Le maire de Pau, de façon quasi gaullienne, comme au lendemain de la seconde guerre mondiale (quand communistes, socialistes et démocrates-chrétiens gouvernaient ensemble) ne veut ni du libéralisme économique pur jus, ni du « « collectivisme », fut-ce celui du modèle rose pâle des socialistes. Il s'oppose donc à Fillon et Macron et s'opposera aussi à Hamon ou Mélenchon. Gouverner le pays tout entier qui ne se coupe pas en tranches de gauche ou de droite est un art politique qui ne s'est pas encore beaucoup exprimé. En ce qui concerne cette contestation de la droite et de la gauche tels qu'elles se sont imposées dans notre histoire, depuis la Révolution française, presque tout reste à faire mais François Bayrou en dépit de sa vaste culture et de sa ténacité, en est-il capable ? Rien n'est moins sûr et, pour lui aussi, rien n'est joué...
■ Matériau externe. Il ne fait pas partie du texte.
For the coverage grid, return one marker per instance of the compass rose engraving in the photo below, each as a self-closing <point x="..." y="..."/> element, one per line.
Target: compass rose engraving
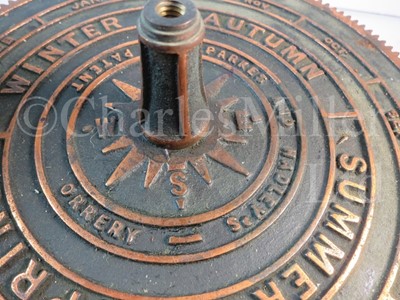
<point x="177" y="168"/>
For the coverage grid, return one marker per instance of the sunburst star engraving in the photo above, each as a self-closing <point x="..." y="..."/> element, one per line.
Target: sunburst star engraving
<point x="135" y="158"/>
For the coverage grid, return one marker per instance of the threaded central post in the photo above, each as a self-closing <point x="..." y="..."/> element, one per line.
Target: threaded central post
<point x="171" y="34"/>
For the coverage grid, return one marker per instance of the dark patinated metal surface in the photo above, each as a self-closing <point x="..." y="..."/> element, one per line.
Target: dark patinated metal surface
<point x="288" y="189"/>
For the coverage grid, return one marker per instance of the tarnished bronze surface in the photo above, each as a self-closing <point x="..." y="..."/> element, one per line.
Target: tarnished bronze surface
<point x="275" y="176"/>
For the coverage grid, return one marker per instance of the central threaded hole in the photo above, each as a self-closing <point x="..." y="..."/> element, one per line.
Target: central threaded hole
<point x="171" y="9"/>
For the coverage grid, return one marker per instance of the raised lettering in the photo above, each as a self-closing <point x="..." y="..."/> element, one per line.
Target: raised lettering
<point x="301" y="280"/>
<point x="339" y="220"/>
<point x="51" y="53"/>
<point x="16" y="85"/>
<point x="322" y="253"/>
<point x="25" y="284"/>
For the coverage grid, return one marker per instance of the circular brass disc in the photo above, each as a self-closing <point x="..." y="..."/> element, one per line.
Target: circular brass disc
<point x="293" y="194"/>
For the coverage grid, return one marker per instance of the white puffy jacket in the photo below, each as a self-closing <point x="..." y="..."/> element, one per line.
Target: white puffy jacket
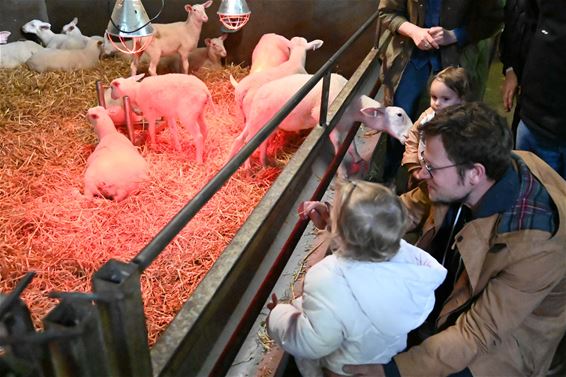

In fine, cette campagne à trois temps, celle des primaires, puis, dans un deuxième temps, celle des dupes et des doutes, enfin celle qui se jouera, au cours du troisième temps, avec les candidats officiels, à partir du 17 mars, aura fourni de multiples surprises et quelques enseignements majeurs. La démonstration pratique que la Vème République a fait son temps me semble essentielle mais il ne suffira pas de changer le numéro de la République ! Un mouvement commence à modifier, en profondeur, les attentes et les comportements des citoyens-électeurs. Quel que soit le résultat final, début mai, nous allons nous retrouver dans une France nouvelle où des conflits nécessaires, heureux ou douloureux, ne vont pas manquer. Nous en percevons déjà les signes avant-coureurs.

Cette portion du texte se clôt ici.